This topic describes how to load processed data from DataWorks to Machine Learning Platform for AI (PAI) and build a model for identifying users who steal electricity or are involved in electricity leakage.

Prerequisites

Data is processed. For more information, see Process data.

Create a PAI experiment

  1. Log on to the PAI console. In the left-side navigation pane, choose Model Training > Studio-Modeling Visualization.
  2. On the page that appears, find the target workspace and click Machine Learning in the Operation column.
  3. On the left-side navigation submenu, click Experiments. In the left-side navigation pane, right-click My Experiments and select New Experiment.
  4. In the New Experiment dialog box that appears, set Name and Description.
  5. Click OK.

Load datasets

  1. On the left-side navigation submenu, click Data Source.
  2. Enter data4ml in the search box and click the search icon to search for the final output table of the target workflow. For more information, see Process data.
  3. Drag the data4ml table in the Table Search Result section to the canvas on the right.
    On the canvas, right-click the data4ml node and select View Data. In the dialog box that appears, view the loaded data. The data includes electricity theft and leakage metrics, such as the power consumption trend, the line loss, and the number of alerts. The data also includes the electricity-stealing flag data that indicates whether users steal electricity or are involved in electricity leakage.

Explore the data

  1. Analyze the correlation between data.
    1. On the left-side navigation submenu, click Components. In the left-side navigation pane, drag the Correlation Coefficient Matrix component under Statistical Analysis to the canvas on the right.
    2. On the canvas, draw a line from the source MaxCompute table output port of the data4ml node to the input port of the Correlation Coefficient Matrix node.
    3. Right-click the Correlation Coefficient Matrix node and select Run from Here.
    4. After the Correlation Coefficient Matrix node is run, right-click the node and select View Analytics Report.
      As shown in the correlation coefficient matrix, the three electricity theft and leakage metrics are not enough to identify users who steal electricity or are involved in electricity leakage. To identify such users, you must analyze sufficient features.
  2. Analyze features.
    1. On the left-side navigation submenu, click Components. In the left-side navigation pane, drag the Data View component under Statistical Analysis to the canvas on the right.
    2. On the canvas, draw a line from the source MaxCompute table output port of the data4ml node to the input port of the Data View node.
    3. Double-click the Data View node. In the right-side pane, click the Fields Setting tab. Click Select Column for Feature Columns. Select the flag field for Target Column.
    4. In the Select Column dialog box that appears, select the trend, xiansun, and warnindicator fields as the feature columns and click OK.
    5. Right-click the Data View node and select Run from Here.
    6. After the Data View node is run, right-click the node and select View Analytics Report to view the relationship between each feature column and the flag column in terms of data distribution.

Perform data modeling

After you explore and analyze the data, you can select appropriate algorithm models for data modeling.
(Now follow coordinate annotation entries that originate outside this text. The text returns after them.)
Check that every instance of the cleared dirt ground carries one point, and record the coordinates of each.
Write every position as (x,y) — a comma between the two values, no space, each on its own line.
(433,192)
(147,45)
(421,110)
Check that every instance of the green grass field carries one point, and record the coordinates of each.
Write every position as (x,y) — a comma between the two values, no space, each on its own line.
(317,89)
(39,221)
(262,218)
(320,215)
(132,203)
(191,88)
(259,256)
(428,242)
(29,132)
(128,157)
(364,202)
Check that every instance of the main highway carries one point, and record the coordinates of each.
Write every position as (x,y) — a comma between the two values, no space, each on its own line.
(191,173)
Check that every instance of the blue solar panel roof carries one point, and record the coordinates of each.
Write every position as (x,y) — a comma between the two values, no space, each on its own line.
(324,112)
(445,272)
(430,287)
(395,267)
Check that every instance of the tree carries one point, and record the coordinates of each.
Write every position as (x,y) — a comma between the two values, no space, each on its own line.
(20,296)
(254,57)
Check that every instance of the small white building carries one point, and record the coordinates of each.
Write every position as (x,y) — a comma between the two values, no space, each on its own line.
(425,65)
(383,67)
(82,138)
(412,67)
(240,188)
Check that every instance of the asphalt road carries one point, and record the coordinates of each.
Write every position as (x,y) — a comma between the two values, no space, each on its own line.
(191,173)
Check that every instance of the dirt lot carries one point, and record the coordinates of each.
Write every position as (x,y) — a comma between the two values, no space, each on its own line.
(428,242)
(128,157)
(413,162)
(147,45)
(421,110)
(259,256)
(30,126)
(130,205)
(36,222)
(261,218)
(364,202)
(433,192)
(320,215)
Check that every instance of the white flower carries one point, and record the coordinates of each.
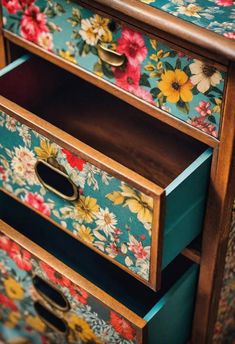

  1. Use the Split component to divide data into training datasets and test datasets.
    1. On the left-side navigation submenu, click Components. In the left-side navigation pane, drag the Split component under Data Preprocessing to the canvas on the right.
    2. On the canvas, draw a line from the source MaxCompute table output port of the data4ml node to the input port of the Split node.
    3. Right-click the Split node and select Run from Here.
    4. After the Split node is run, right-click the node and choose View Data > View Output Port.
  2. Use the Logistic Regression for Binary Classification component to perform regression modeling on data.
    1. On the left-side navigation submenu, click Components. In the left-side navigation pane, choose Machine Learning > Binary Classification and drag the Logistic Regression for Binary Classification component to the canvas on the right.
    2. On the canvas, draw a line from the output table 1 of the Split node to the training table of the Logistic Regression for Binary Classification node.
    3. Double-click the Logistic Regression for Binary Classification node. In the right-side pane, click the Fields Setting tab. Click Select Column for Training Feature Columns. Select the flag field for Target Columns.
    4. In the Select Column dialog box that appears, select the trend, xiansun, and warnindicator fields as the training feature columns and click OK.
    5. Right-click the Logistic Regression for Binary Classification node and select Run from Here.
    6. After the Logistic Regression for Binary Classification node is run, right-click the node and choose Model Option > Show Model to view the data model.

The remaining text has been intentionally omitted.